Our tourism set to take `a bruising’

Tuesday, January 8th, 2002

Ashley Ford

B.C.’s beleaguered tourism industry could take another $400­million-revenue hit this year as the global travel fallout from Sept. 11 continues.

That will come on top of the expected drop of $800 million in revenue for 2001, Rod Harris, pres­ident and chief executive of Tourism B.C. told The Province in an interview from Victoria yes­terday.

“These are all very preliminary estimates,” Harris said, but he acknowledged the industry is in for a very bruising year.

“This is all new territory for us and is the first time we have ever seen this,” said Harris.

Tourism has been one of the few constant growing sectors in the B.C. economy for more than a decade. Tourism B.C.’s latest projections show revenues falling for 2001 (the official year-end is March), from $9.5 billion to $8.7 billion.

Harris now expects another five ­per-cent revenue drop in 2002 which would bring revenues to around the $8-billion level, a mas­sive total $1.2-billion revenue tum­ble in just two years.

But he remains upbeat. He said this year could work out better than anyone currently anticipates.

For instance, he said, it is just too early to predict how the key U.S. visitor market will respond. “We just don’t know at this point in time.”

Tourism Vancouver has the same outlook- projecting a drop of between nine per cent to 14 per cent in visitors this year.

It originally projected 8.8 mil­lion overnight visitors for 2002 and has now dropped that to 7.6 million to 8.1 million.

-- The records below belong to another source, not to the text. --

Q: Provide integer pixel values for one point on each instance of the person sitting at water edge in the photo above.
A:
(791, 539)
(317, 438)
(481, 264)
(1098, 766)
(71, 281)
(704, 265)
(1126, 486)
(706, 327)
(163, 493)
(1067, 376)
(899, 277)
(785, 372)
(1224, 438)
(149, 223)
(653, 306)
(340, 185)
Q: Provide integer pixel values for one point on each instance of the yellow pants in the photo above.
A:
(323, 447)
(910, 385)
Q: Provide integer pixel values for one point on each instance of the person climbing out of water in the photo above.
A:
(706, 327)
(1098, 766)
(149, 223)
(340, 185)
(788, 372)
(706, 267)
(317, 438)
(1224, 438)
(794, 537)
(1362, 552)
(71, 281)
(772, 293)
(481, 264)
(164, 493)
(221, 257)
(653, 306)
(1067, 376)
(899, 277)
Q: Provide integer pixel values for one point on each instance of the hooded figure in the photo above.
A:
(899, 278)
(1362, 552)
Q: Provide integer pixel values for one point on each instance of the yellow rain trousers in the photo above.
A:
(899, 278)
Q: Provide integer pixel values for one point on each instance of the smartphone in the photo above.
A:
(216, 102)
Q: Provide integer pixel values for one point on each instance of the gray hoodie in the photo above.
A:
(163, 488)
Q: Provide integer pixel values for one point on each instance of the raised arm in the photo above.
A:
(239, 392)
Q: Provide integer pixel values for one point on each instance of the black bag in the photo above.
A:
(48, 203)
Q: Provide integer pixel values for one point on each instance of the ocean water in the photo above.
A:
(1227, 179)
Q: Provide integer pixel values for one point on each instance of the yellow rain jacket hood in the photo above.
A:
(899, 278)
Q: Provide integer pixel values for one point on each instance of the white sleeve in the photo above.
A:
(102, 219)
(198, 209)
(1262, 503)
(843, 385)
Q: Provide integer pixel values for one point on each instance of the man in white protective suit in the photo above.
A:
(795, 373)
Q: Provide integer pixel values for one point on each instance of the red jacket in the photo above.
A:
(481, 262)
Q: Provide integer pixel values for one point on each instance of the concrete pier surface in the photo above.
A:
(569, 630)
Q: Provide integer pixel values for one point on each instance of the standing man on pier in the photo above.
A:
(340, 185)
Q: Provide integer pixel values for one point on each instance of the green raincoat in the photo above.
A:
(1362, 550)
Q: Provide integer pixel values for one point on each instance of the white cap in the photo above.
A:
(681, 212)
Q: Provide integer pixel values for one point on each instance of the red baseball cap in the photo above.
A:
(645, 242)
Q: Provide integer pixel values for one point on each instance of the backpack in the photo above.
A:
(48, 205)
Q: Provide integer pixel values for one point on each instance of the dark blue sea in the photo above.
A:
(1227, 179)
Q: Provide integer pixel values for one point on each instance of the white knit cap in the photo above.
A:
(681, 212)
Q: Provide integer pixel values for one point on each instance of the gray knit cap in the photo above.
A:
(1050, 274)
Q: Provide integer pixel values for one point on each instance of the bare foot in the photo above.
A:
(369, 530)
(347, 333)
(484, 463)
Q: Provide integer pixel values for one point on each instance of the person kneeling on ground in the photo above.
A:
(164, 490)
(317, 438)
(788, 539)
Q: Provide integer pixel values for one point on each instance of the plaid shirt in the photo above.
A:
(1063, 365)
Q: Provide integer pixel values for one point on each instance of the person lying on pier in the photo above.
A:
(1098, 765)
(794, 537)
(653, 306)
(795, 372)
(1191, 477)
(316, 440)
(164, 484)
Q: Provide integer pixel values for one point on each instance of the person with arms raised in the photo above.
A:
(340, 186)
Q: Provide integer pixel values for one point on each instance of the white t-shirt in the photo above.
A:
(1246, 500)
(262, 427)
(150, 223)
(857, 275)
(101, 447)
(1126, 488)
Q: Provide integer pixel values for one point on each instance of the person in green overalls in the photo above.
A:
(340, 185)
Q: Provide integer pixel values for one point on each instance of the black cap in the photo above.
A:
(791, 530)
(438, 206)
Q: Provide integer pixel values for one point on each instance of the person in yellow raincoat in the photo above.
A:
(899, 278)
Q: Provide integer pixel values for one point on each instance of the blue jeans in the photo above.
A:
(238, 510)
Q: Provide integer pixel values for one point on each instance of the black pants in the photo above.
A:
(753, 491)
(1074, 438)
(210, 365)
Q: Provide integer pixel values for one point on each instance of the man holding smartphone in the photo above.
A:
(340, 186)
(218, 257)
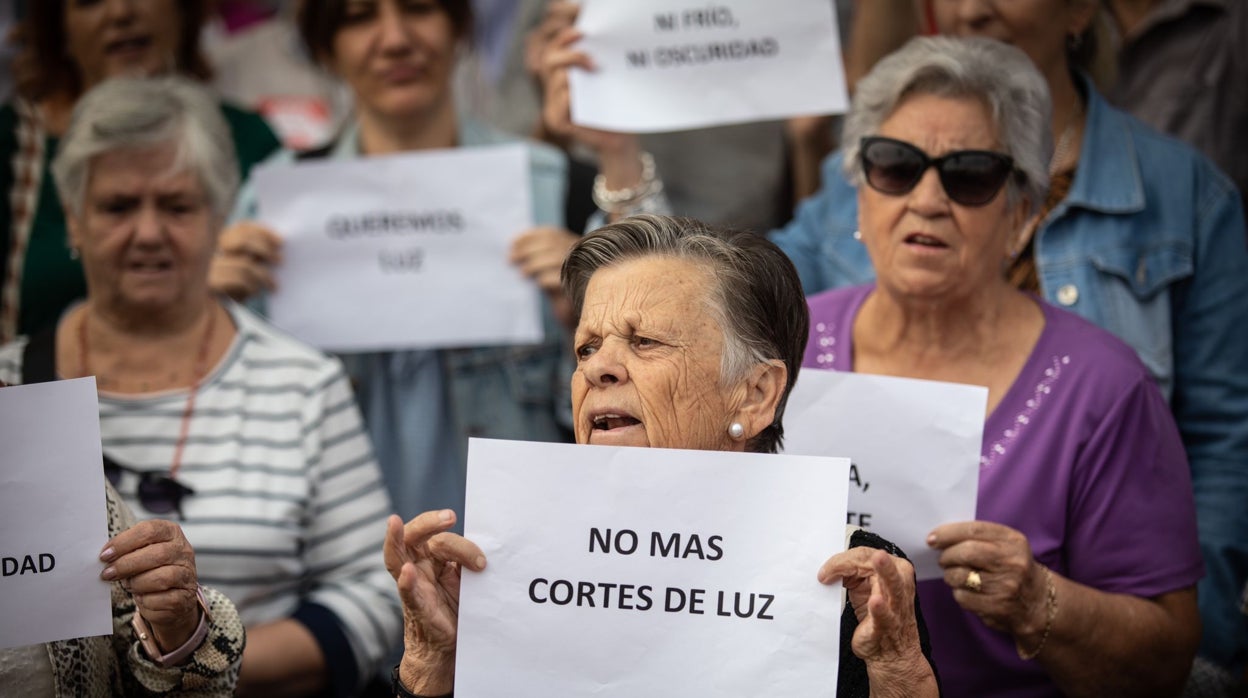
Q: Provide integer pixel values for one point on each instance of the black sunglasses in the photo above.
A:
(971, 177)
(157, 492)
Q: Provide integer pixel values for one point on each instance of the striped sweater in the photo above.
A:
(288, 511)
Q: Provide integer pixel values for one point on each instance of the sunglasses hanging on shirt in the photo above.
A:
(157, 492)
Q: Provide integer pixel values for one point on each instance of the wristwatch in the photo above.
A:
(399, 691)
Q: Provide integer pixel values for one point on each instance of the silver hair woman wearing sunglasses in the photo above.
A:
(1078, 575)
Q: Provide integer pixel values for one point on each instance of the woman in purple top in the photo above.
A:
(1078, 575)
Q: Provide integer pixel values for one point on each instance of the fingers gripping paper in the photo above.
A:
(53, 510)
(914, 445)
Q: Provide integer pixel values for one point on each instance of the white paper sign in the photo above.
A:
(915, 447)
(402, 251)
(625, 572)
(53, 515)
(669, 65)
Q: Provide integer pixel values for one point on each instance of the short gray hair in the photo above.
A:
(999, 75)
(756, 299)
(140, 113)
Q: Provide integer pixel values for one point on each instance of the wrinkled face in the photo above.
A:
(397, 55)
(1038, 28)
(146, 236)
(111, 38)
(648, 360)
(922, 244)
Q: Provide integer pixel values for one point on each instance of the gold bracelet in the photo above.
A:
(1051, 603)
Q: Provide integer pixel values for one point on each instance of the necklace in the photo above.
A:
(200, 371)
(1063, 141)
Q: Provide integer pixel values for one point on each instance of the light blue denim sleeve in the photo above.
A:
(1211, 407)
(803, 239)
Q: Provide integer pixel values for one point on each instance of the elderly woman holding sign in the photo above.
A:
(206, 412)
(398, 58)
(1078, 576)
(688, 337)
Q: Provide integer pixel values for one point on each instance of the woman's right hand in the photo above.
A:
(618, 152)
(426, 561)
(242, 266)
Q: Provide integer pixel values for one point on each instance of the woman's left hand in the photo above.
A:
(156, 565)
(1007, 587)
(539, 254)
(881, 591)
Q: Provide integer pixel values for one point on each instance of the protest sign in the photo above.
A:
(53, 515)
(914, 447)
(402, 251)
(623, 572)
(668, 65)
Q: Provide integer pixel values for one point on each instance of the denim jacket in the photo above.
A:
(421, 406)
(1148, 244)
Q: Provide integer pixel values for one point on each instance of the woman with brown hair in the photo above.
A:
(68, 48)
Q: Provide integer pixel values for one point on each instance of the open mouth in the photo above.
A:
(150, 266)
(925, 241)
(613, 421)
(129, 46)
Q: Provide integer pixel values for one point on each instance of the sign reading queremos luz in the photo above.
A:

That will result in a drop in direct spend­ing of over $200 million.

Walt Judas, spokesman for Tourism Vancouver, said it pro­jects there were 8.1 million overnight visitors last year, down from the predicted 8.6 million. He also stressed the numbers are very preliminary.

“Now we are projecting 7.6 mil­lion to eight million overnight vis­itors for 2002,” Judas said.

It’s difficult to gauge the possi­ble job impact, Harris said. The industry is one of the largest employers in B.C.’s economy and employs 115,000 directly.

But when you factor in indirect and tourism-dependent jobs the number rises to 235,000, he said.

“We simply have no data yet on how the situation might affect jobs,” he said.